CVSS: an (inappropriate) industry standard for assessing cyber risk
Which is worse: a vulnerability that allows an unauthenticated user to perform remote arbitrary file execution against a VPN gateway your company uses or the fact your business’ data (assuming you are based in the United States) would be destroyed in the case of a nuclear war with Russia (due to America’s lack of a comprehensive ballistic missile defense system and general susceptibility of most server farms to thermonuclear infernos)?
According to the Common Vulnerability Scoring System (CVSS), the former vulnerability has a “perfect” score of 10.0 (out of 10.0) while by my calculations the latter would have a score of only 7.3. I am fairly certain, though, that most people would consider nuclear annihilation to be the worse outcome, from both a business and general life perspective.

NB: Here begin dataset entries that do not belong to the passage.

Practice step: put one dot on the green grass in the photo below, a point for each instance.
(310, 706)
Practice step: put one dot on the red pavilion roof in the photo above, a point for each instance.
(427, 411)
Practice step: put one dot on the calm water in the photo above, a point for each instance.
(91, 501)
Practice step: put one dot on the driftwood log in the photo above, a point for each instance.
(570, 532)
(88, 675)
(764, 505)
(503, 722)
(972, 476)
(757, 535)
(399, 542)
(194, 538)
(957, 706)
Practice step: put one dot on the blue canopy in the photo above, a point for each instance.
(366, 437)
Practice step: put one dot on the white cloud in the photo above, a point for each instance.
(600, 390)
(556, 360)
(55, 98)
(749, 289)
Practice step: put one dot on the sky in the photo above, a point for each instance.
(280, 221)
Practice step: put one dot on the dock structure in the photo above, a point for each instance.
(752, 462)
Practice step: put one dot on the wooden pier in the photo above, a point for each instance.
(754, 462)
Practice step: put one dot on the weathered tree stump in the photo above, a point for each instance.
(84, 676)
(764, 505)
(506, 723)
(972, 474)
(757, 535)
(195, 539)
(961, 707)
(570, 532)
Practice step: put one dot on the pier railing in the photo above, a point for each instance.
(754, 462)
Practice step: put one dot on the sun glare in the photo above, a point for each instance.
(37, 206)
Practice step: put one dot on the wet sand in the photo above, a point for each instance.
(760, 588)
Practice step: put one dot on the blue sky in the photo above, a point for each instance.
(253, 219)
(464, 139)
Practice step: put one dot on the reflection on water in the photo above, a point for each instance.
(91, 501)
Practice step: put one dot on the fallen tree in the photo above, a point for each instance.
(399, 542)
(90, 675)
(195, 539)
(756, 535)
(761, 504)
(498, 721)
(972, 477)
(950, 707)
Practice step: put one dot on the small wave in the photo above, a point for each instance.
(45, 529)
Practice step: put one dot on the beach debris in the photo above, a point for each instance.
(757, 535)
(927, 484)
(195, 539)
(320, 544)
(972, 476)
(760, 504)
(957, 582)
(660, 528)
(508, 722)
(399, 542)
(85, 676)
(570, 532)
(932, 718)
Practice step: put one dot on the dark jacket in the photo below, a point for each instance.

I’m sure people’s eyes are already rolling due to my use of an extreme example here, but hear me out. Obviously the risk of the first vulnerability being “exploited” is higher than the second, and thus it might make sense to worry about it more. But just being able to understand the consequences of a vulnerability’s successful exploitation - its severity - is the first step in assessing risk, and the CVSS falls short even in its ability to do just that.

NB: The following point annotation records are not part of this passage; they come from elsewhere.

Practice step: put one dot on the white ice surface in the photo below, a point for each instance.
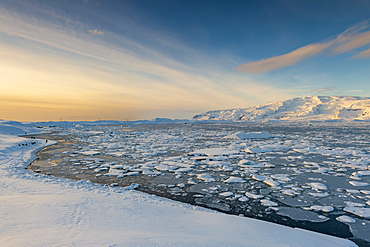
(37, 210)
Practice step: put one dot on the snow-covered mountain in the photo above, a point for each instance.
(319, 108)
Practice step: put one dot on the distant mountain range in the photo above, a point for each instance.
(311, 108)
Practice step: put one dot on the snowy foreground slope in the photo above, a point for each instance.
(319, 108)
(37, 210)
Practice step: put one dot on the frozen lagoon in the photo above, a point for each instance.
(311, 176)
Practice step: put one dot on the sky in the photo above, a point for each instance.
(142, 59)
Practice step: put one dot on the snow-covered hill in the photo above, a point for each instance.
(319, 108)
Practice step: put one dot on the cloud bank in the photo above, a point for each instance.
(96, 32)
(351, 39)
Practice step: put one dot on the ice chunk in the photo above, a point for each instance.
(243, 199)
(355, 183)
(318, 186)
(345, 219)
(268, 203)
(253, 196)
(205, 177)
(226, 194)
(90, 152)
(234, 180)
(359, 211)
(214, 152)
(299, 214)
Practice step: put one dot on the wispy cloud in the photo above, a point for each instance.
(352, 38)
(285, 60)
(119, 74)
(363, 54)
(96, 32)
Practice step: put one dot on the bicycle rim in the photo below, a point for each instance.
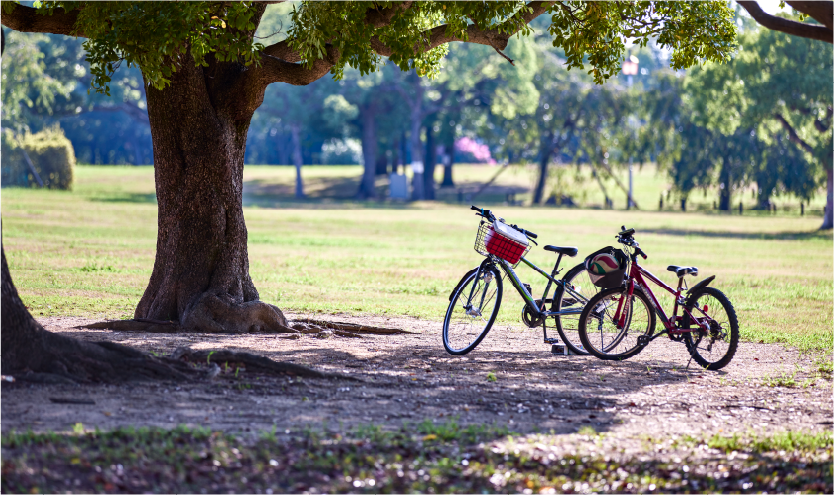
(603, 337)
(568, 325)
(472, 312)
(713, 349)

In this post, I will explore the use of the CVSS throughout the software industry and explain why it is not an appropriate standard for cyber risk management. This is because it is neither designed for risk management nor is it an appropriate tool for evaluating severity alone.
At a high level, the system evaluates security vulnerabilities based on the potential impact to data confidentiality, integrity, and availability (known as the “CIA triad”). With its focus on CIA, the standard necessarily takes a defender’s perspective, which generally makes sense since information security professionals are focused on protecting these attributes of data (despite pronouncements that “The CIA Triad is Dead”).

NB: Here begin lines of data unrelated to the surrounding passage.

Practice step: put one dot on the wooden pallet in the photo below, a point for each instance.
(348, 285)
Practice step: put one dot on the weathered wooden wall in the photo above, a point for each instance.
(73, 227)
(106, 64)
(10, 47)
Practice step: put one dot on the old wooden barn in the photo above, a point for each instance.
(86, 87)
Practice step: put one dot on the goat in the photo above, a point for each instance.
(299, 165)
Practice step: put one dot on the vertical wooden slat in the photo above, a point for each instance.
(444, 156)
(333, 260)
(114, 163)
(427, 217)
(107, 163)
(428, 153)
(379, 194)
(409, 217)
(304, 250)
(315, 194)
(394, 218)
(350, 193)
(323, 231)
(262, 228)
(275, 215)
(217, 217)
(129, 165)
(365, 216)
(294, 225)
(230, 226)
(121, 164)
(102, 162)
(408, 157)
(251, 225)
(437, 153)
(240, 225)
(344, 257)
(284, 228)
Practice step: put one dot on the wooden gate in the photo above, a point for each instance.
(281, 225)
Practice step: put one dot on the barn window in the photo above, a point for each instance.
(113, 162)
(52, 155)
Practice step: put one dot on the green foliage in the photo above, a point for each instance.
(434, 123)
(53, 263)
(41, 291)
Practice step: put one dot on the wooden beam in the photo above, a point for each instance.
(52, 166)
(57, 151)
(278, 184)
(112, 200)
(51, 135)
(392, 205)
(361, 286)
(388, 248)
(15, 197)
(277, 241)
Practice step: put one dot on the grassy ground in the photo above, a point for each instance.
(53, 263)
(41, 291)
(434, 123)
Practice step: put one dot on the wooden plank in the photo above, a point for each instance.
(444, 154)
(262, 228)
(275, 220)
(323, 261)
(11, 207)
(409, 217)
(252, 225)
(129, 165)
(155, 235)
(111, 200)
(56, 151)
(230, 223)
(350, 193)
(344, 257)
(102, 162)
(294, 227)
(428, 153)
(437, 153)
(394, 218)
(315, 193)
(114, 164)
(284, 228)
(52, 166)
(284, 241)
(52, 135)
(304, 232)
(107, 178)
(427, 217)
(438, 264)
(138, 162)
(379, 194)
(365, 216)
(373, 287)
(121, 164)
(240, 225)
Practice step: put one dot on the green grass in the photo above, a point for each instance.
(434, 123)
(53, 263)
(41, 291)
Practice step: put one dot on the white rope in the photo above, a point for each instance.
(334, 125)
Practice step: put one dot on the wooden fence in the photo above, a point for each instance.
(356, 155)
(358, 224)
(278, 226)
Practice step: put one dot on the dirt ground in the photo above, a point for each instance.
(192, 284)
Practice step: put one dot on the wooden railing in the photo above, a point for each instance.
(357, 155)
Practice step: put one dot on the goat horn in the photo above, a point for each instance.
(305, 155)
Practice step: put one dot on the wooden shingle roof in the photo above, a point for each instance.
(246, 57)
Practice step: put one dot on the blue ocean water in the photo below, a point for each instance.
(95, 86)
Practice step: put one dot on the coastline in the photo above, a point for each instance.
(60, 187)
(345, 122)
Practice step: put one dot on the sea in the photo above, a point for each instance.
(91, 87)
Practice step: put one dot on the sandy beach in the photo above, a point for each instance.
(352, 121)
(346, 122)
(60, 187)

Otherwise, though, I won’t rehash the standard in depth, because there is detailed documentation available explaining each aspect of it. I will instead focus on the specific areas where I think that the CVSS falls short.
Before I dive in, I want to say that I mean no disrespect whatsoever to the Forum of Incident Response and Security Teams (FIRST), which maintains the standard. All of my comments are intended in the spirit of providing constructive feedback. FIRST seems like a great organization, and they have steadily modified the CVSS over time to reflect industry trends and input. Most notably, they took an important step with the 3.1 version by clearly stating that “CVSS Measures Severity, not Risk.”
Not a risk measurement tool
Unfortunately, it doesn’t seem like the software industry is listening to FIRST. Interacting with a fair number of stakeholders - both internal and external - over my career suggests to me that many people have not internalized the FIRST position. Despite the multitude of vendor blog posts that explain (admittedly in a self-interested manner) why the CVSS alone should not be used for risk assessment, I would say that many information security teams still do exactly this.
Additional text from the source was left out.